THIS week I want to share my experience of test-driving an amazing concept in interactive learning, not disimilar to that brand new Virtual Boyfriend CD we've all been hearing so much about.
Virtual Parenting has been developed to allow someone like me (hereinafter known as a dad) to hone his parenting skills on a range of child types. Like the boyfriend programme I'm able to choose with whom I interact. Should I for instance select Offspring Type A (known as "The Sarah") my opening gambit (for example the suggestion that our TV goes off for just a little while) will be met with a deep adolescent sigh and possible sulking.

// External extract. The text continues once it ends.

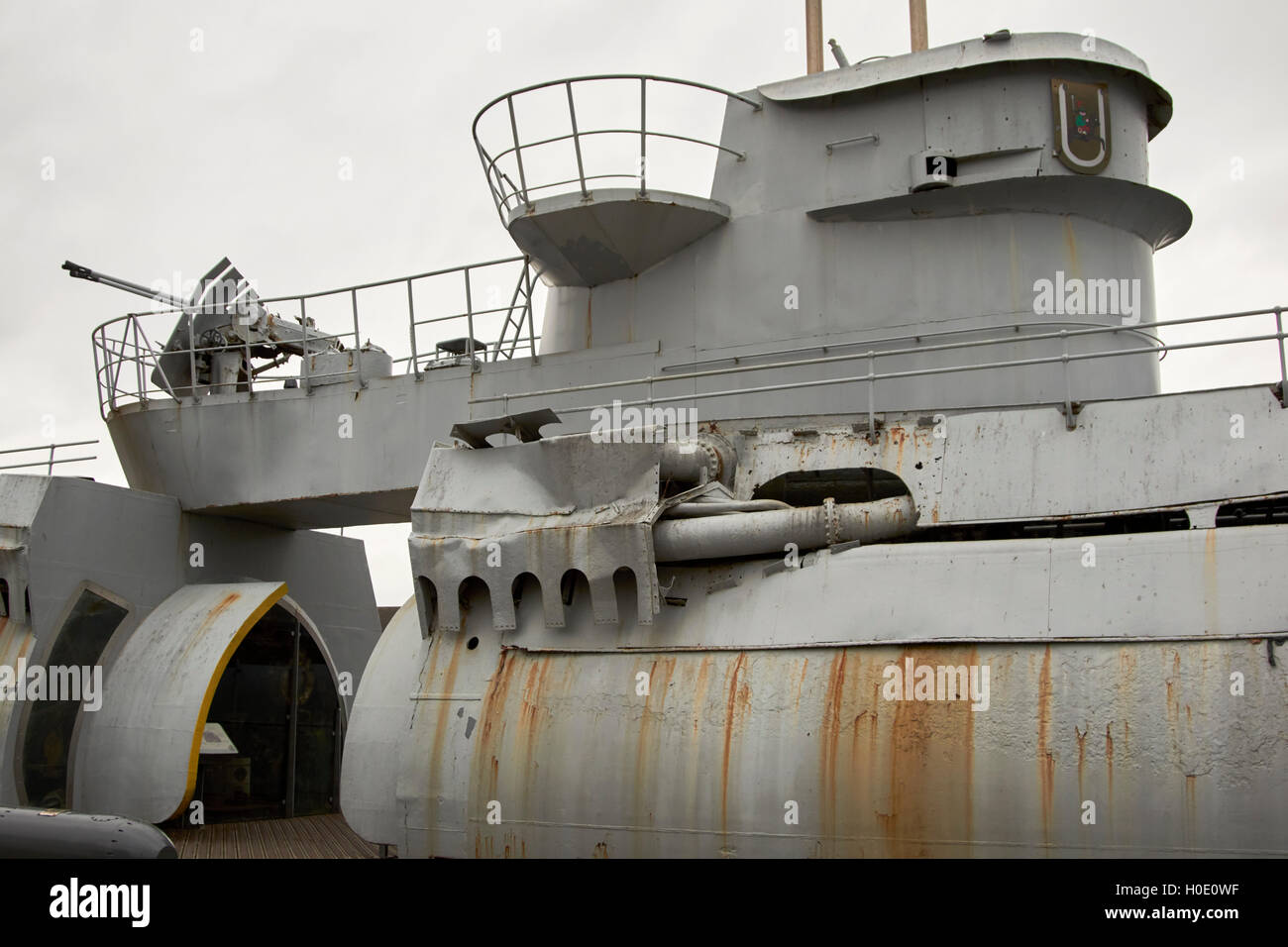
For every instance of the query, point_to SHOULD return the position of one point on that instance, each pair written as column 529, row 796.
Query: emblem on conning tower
column 1081, row 114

Offspring Type B (Ginny) will react quite differently, however, and an argument will almost definitely ensue. The same request to Offspring C will result in my probably being ignored - or jumped upon - depending on how much infant testosterone Tom has coursing through his system at the time.
Virtual Parenting is a highly educative experience and invaluable in helping the user (aka dad) to come to terms with his total impotence within the household, something that evidently increases the longer you use this programme.
One difference between the Virtual Boyfriend CD-Rom and Virtual Parenting is that VP has no in-built constraints (cyber boyfriends are programmed to blank off if inappropriate subjects like sex or drugs get raised, whereas over the past 13 years I've found it almostimpossible to impose any constraints on my three prototypes).
Mind you, this is not to say the Child Types don't impose constraints themselves. An inappropriate question like "Why don't you tidy your bedroom?" or "What did you do at school today?" meets with complete interface dysfunction. Nevertheless, I would heartily recommend the experience of Virtual Parenting.
True, it's not cheap. Compared with CD technology, the cost of Virtual Parenting is astronomical: pound;2,500 per child type per annum. And that's assuming you haven't clicked the icon "educate privately" or bought ice-skates recently. And there is, as far as I can see, no off switch; the programme runs for the rest of your life but then no CD-Rom ever puts its arms around you and says, "I love you, Dad." And that, in the end, is what counts.